Regarding the electric pump, there are horsepower gains to be had... The parasitic loss due to turning a mechanical water pump is significantly greater than the parasitic loss due to generating the electricity needed to turn the electric pump. It's the exact same benefit derived from electric cooling fans, and on newer cars, electric power steering. Even as inefficient as electric motors can be, it's still less parasitic power loss than a mechanical setup.

My question would be: if you could replace the mechanical pump with an electric one, how would you route the belt around the accessories to compensate for the water pump pulley no longer being there? Seems like there might not be enough contact area on the crank pulley after that... Just something to think about if you ever got to that point.

It's going to take a paritcular flow rate through the engine to prevent hot-spots in the heads/combustion chambers. Drop below that threshold, and the coolant will begin to boil locally, and that's not good... Keeping the flow rate up with an electric pump won't decrease the coolant temp, but it will prevent increases in the temp.

Also, Al, the temp increase at idle should be expected... It's not necessarily a bad thing. Because the coolant is moving through the head more slowly, it's absorbing more heat from the head. As it flows past the thermostat housing (where the sensors are located), the coolant is hotter, yes. But that doesn't mean it's hurting the engine. You're still well below the boiling point for the system, and it's not likely the engine is running significantly different.

The UD pulley is still providing enough coolant flow to keep the engine cooled at freeway speeds, as evidence by the solid 190 degree temp on the freeway.

Where you'd probably see a difference would be in the spark trim... If your scanner can monitor it, if the heads/combustion chamber are, in fact, running hotter, the engine won't be able to dial in as much spark advance as when it's cooler because of the detonation caused by the hot-spots. If the spark advance (under load, of course, so like leaving a stop light) is close to the same as with the stock pulley on it, and you're not seeing any significant performance loss off-idle, I wouldn't worry about it.

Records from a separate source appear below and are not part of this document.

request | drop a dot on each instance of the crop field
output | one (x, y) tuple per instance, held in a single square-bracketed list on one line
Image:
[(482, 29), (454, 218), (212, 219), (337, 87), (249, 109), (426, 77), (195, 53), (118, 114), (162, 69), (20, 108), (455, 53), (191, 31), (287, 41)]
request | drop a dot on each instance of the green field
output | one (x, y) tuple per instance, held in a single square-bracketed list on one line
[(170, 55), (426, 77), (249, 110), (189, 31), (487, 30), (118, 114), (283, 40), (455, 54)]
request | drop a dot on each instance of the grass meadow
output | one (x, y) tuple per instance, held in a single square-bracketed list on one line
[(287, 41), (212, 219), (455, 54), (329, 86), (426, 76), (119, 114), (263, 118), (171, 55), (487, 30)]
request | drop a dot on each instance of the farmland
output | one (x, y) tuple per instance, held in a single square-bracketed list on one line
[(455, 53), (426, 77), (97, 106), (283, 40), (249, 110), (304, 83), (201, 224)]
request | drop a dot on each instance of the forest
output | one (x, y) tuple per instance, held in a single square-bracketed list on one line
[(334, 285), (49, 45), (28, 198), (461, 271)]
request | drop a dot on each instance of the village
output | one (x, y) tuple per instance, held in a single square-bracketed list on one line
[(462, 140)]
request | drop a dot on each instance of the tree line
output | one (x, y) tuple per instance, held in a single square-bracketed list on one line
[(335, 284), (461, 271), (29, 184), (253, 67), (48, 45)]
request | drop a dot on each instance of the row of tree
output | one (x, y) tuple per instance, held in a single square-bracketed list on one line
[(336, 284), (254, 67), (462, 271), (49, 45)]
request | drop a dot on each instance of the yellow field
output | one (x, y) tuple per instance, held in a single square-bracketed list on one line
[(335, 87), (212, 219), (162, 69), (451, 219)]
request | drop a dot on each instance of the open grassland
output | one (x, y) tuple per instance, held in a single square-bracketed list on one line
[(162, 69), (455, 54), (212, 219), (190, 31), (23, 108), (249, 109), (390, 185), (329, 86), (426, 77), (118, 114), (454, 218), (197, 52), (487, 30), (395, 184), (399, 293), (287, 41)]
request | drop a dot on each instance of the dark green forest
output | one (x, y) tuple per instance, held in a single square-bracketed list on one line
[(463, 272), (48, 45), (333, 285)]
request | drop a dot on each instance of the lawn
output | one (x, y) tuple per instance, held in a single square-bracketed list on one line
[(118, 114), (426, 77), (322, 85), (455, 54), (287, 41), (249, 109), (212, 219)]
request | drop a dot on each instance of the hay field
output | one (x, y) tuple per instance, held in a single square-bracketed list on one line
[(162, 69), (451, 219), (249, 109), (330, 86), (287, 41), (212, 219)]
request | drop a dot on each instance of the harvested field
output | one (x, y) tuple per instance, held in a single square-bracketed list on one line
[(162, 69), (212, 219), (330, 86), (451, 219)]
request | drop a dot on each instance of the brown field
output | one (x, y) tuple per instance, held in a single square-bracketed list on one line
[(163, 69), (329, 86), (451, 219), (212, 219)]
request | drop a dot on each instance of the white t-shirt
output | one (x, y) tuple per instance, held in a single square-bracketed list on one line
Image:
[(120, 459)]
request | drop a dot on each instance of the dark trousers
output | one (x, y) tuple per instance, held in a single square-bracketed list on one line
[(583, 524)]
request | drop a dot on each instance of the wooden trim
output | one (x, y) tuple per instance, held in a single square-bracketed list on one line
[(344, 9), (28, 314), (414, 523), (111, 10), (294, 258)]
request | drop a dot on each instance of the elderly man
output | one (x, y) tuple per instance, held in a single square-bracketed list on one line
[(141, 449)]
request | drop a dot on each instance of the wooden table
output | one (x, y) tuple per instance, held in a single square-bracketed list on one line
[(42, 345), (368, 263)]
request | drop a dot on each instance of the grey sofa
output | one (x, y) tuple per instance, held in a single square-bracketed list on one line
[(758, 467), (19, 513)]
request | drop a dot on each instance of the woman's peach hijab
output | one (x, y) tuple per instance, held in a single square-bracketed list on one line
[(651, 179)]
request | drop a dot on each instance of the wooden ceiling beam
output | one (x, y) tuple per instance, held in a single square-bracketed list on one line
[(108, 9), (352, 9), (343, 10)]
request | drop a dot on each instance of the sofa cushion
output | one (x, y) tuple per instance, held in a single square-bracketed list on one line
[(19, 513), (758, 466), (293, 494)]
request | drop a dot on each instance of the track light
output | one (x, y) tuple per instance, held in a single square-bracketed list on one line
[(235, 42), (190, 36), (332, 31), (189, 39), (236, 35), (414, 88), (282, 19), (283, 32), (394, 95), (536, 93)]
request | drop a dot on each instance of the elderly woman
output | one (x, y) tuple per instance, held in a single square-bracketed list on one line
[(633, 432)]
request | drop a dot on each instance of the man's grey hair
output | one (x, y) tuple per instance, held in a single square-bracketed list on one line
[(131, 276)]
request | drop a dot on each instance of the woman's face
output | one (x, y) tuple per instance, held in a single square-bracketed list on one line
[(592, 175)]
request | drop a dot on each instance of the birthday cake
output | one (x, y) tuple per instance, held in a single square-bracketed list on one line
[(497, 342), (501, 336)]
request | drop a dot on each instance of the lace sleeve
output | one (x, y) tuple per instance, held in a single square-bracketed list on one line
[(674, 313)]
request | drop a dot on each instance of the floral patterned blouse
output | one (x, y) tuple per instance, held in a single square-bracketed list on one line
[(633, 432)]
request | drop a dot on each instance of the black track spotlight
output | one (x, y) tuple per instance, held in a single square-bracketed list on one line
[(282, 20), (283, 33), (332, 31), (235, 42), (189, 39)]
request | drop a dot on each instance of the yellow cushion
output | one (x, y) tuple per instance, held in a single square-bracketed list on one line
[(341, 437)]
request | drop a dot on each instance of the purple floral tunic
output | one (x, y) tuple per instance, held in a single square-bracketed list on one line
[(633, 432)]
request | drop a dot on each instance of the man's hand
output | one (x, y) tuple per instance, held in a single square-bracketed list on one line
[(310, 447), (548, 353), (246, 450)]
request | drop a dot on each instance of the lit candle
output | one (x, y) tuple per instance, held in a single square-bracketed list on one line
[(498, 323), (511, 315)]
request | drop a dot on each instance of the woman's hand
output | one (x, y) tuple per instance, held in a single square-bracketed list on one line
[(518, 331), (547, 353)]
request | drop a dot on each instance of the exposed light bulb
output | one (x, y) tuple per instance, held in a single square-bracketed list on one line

Now, all that being said, running near WOT, up a grade, pulling a trailer, the UD pulley may not be able to provide enough flow, and the temps might begin to rise beyond the heat carrying capacity of the system. If you think of it as an equation, the amount of heat the system can remove from the system always needs to be greater than the heat put into the system. (otherwise, it'll boil over). If the heat you're putting in can be carried away, you're fine. But the maximum heat put into it isn't going to be at idle... it'll be WOT, AC running, trans fluid warming up, 105 degrees, humid, running up-hill. The engineers design, test, and re-test the system for those operating conditions. That results in a vehicle that's got a massive cooling capacity at idle, but not so great of a margin under the worst-case conditions. Yes, it'll be over-cooled at idle, or at 20-30% power on the freeway, but it'll still be overcooled under the worst case scenario too.

Make sense? I'm rambling... sorry... just some food for thought.